Glad you've taken an introductory critical thinking course. This isn't ad-hominem. Raising doubts of the validity of someone's statement based on inherent conflict of interest is a valid line of argument.
No, it would be a valid argument if the argument was "Marc Andreesen says this, therefore it must be true". It happens that Andreesen said these things, but I pointed that out because I wouldn't want people to think they were my insights.
You'll have to actually address the points themselves, sorry.
> Gather round: here we have a rare example of the North American Ivory-Billed True Ad-Hominem Fallacy in its natural habitat.
This is definitely ad-hominem, yourself.
> It is obviously possible for Andreeson to simultaneously be chief among "bubble deniers" and also correct about private company valuations.

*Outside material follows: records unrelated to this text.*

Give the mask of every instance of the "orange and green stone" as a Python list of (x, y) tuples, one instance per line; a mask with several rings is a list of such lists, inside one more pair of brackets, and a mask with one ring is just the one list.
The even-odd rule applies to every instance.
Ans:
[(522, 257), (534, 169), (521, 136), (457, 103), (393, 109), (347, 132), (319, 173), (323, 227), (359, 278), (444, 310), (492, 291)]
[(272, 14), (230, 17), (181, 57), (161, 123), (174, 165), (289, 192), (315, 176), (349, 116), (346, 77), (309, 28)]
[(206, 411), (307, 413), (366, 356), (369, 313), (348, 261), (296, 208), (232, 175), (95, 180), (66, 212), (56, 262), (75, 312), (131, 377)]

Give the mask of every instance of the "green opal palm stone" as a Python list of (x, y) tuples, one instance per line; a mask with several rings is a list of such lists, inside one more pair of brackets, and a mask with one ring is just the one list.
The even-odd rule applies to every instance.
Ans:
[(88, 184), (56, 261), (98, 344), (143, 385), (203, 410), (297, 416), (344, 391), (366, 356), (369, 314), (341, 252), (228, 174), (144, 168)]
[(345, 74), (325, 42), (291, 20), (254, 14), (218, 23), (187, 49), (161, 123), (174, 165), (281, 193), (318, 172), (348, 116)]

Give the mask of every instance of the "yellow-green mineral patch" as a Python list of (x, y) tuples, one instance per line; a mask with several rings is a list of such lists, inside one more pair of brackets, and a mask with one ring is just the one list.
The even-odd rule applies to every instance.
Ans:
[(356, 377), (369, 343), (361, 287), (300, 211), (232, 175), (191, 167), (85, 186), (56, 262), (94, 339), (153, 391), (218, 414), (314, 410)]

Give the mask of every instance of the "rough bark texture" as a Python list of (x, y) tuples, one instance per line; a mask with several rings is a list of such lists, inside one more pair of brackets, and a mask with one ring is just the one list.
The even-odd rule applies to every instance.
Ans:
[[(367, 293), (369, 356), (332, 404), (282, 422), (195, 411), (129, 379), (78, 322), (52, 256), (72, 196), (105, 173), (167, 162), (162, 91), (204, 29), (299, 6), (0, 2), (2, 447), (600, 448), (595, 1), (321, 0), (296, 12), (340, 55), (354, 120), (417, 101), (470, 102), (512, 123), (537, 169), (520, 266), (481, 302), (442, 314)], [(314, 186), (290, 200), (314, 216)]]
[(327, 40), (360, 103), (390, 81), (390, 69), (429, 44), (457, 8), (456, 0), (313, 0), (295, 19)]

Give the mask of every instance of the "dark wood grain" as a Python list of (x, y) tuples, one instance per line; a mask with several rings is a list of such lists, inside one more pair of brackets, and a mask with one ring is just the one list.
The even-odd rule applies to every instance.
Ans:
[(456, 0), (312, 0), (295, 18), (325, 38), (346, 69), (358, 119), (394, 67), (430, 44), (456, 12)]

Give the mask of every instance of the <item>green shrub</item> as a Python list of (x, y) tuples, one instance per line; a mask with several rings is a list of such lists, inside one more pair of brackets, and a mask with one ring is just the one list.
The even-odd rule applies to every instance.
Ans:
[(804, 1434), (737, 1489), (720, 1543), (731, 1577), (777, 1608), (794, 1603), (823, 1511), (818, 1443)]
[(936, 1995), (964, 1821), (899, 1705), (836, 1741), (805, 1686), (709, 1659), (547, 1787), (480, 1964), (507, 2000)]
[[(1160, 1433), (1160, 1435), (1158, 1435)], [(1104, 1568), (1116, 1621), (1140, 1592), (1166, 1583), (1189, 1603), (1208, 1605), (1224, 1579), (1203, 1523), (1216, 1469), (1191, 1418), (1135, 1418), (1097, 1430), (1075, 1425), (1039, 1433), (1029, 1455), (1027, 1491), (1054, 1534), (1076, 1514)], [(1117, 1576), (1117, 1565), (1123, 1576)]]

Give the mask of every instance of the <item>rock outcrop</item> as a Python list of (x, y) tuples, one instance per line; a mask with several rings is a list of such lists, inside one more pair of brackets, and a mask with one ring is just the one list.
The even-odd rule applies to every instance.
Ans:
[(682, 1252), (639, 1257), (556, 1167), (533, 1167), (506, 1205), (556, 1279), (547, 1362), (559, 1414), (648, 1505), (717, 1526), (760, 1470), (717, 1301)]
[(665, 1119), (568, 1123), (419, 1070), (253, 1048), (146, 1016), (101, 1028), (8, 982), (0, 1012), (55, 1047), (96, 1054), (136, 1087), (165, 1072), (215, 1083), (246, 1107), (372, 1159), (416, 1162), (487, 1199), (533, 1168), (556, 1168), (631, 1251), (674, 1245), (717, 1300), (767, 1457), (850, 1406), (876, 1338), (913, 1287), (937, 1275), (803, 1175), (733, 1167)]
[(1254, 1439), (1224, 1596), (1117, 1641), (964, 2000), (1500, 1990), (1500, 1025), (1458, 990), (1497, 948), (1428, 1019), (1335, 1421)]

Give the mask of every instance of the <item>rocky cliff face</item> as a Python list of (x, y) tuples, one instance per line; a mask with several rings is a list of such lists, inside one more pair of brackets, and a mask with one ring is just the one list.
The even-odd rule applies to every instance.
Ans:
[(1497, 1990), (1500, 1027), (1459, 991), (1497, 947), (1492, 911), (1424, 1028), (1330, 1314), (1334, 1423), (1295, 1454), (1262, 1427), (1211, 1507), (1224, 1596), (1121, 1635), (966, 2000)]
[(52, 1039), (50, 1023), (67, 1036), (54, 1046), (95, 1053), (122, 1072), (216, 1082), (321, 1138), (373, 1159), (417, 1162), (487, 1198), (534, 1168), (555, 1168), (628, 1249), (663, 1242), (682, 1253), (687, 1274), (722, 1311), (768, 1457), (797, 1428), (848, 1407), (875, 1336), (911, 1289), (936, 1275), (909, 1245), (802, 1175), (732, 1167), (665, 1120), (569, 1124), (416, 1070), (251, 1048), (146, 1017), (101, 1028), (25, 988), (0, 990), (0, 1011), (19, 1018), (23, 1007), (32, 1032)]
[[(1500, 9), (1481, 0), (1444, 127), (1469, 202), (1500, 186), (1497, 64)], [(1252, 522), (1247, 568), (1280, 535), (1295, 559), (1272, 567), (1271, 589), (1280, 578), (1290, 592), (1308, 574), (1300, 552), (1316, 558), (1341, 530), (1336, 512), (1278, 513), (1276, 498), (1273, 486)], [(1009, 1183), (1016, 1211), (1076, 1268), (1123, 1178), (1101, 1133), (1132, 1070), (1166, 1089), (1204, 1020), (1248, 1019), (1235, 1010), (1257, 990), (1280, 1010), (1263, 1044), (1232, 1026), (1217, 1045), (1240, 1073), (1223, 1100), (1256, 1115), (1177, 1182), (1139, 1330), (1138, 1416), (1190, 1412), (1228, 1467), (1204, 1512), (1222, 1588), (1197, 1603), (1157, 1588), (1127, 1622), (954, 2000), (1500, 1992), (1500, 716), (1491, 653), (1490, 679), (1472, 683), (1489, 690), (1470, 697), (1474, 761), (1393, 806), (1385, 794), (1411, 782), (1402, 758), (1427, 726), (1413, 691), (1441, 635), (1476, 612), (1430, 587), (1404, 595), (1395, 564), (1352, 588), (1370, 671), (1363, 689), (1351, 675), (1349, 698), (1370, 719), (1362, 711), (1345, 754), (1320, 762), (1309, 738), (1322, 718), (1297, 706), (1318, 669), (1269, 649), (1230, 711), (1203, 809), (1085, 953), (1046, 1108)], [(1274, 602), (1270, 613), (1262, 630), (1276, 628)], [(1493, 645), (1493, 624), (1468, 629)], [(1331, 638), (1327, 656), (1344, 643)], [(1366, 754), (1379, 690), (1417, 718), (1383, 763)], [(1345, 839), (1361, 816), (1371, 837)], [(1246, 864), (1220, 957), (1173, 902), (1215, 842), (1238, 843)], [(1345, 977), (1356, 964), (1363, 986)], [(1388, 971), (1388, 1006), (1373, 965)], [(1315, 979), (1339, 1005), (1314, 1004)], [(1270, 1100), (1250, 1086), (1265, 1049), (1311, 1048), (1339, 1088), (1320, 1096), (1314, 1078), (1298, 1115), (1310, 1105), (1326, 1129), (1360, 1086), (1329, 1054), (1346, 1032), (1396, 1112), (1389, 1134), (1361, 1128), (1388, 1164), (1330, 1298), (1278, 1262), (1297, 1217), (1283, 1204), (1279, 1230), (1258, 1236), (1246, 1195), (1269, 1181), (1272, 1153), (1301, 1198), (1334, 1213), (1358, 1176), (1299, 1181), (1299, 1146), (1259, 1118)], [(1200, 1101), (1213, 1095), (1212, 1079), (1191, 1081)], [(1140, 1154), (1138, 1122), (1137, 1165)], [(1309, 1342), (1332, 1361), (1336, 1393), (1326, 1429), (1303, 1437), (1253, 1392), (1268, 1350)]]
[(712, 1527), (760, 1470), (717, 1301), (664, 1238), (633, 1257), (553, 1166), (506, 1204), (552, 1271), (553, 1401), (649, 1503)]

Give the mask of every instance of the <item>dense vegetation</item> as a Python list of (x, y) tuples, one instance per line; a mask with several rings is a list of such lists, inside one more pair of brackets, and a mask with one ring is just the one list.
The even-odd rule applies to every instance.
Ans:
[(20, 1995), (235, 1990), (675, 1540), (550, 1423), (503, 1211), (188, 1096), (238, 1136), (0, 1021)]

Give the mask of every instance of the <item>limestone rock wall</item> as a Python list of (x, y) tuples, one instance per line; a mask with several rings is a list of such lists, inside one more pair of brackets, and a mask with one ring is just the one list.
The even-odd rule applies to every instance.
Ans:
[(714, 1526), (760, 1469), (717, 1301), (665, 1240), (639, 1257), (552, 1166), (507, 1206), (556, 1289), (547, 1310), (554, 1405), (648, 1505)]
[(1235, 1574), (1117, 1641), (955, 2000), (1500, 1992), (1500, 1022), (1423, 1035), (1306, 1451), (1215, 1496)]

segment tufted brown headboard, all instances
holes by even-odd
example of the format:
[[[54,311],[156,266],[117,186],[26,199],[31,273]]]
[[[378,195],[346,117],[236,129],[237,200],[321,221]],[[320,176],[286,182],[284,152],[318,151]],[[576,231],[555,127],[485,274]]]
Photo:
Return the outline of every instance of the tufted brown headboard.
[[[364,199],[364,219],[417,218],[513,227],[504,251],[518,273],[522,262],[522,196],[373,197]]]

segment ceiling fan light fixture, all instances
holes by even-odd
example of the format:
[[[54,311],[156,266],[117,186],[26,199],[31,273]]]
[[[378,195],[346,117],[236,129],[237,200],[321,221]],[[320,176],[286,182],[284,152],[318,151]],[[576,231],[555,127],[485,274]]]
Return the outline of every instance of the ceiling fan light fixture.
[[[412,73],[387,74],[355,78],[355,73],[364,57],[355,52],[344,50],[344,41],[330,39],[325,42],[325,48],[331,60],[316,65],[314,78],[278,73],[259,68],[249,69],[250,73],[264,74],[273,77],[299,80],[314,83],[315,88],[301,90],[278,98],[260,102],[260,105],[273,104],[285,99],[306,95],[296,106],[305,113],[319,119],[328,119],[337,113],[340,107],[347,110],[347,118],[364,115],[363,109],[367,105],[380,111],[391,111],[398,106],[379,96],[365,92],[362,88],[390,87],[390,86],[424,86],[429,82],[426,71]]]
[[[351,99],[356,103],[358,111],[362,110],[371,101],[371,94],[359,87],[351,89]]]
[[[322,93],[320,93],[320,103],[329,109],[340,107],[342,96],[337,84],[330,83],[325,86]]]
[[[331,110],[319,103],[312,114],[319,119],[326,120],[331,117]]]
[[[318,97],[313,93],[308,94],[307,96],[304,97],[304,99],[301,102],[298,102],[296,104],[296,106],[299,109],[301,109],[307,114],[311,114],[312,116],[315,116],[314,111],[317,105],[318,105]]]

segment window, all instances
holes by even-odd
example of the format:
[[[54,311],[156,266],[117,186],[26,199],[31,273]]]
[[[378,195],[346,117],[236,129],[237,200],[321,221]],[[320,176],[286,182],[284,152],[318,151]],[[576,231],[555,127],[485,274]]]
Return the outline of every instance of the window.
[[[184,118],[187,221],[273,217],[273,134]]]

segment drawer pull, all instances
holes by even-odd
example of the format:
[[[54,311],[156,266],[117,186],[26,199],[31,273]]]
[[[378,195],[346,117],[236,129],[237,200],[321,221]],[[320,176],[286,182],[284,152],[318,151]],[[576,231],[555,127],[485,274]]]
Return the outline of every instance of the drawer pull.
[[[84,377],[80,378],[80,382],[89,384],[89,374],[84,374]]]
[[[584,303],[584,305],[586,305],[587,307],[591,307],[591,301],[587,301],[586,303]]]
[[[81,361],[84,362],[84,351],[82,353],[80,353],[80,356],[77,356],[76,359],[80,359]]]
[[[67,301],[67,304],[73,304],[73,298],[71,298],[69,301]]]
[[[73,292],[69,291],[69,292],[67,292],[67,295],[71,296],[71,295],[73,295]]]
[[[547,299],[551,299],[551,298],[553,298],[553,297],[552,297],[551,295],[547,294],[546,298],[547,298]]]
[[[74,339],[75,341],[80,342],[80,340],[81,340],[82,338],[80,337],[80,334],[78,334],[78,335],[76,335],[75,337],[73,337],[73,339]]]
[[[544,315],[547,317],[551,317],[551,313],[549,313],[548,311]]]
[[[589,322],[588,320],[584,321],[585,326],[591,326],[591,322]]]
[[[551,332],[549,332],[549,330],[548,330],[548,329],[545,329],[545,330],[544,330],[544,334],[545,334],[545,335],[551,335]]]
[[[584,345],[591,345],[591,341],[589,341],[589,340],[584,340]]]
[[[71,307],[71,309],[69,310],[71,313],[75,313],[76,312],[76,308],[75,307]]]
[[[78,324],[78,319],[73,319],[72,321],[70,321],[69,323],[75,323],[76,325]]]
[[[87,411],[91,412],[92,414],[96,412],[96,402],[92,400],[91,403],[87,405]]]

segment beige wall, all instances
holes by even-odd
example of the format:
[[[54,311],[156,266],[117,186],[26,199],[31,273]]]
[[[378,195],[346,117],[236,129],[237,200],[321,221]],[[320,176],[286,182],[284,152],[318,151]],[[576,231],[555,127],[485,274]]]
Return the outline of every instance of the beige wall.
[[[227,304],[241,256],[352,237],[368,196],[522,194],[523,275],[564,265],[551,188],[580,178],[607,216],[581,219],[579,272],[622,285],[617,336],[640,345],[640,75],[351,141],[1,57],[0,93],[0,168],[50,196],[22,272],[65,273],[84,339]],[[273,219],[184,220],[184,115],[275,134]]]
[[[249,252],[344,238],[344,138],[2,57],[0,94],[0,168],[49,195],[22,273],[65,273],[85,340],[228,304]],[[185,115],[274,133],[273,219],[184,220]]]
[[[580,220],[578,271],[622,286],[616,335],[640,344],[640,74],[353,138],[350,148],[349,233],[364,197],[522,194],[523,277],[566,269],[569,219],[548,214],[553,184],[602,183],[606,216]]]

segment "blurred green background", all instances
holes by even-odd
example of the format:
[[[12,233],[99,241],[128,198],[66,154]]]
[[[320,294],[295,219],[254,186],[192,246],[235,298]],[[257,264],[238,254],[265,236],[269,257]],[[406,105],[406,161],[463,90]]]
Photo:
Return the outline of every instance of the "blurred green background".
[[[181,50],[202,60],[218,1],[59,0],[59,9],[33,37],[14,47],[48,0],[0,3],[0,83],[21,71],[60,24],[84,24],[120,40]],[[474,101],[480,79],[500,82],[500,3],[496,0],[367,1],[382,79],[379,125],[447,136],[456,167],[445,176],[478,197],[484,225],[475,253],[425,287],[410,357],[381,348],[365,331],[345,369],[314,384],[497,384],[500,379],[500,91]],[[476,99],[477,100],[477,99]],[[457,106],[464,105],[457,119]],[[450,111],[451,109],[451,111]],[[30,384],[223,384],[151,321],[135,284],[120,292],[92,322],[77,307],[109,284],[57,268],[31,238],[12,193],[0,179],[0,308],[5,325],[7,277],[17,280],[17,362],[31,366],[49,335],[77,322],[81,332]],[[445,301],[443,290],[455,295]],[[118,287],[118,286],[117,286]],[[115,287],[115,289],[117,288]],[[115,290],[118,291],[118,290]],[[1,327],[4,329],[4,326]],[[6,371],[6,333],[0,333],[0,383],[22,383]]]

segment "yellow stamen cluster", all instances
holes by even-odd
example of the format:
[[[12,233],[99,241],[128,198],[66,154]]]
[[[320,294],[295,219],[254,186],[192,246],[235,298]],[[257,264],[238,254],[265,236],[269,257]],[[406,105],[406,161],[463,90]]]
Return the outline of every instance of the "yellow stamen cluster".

Whatever, dude. Marc's point may be relevant for small slices of small firms, but no one has ever spent $500M on what are effectively equity call options outside of a bubble. As such, I posit in the case of AirBnB his logic is not applicable. So he's only just a bubble denier and not correct about private company valuations.
"no one has ever spent $500M on what are effectively equity call options outside of a bubble. As such, I posit in the case of AirBnB his logic is not applicable."
No one has ever seen a black swan outside of their dreams. If you see a black swan, you must be dreaming.
What do you expect him to say? "All these companies I have invested in aren't worth as much as everyone says they are"? "You guys shouldn't be investing in VC (including us) right now"?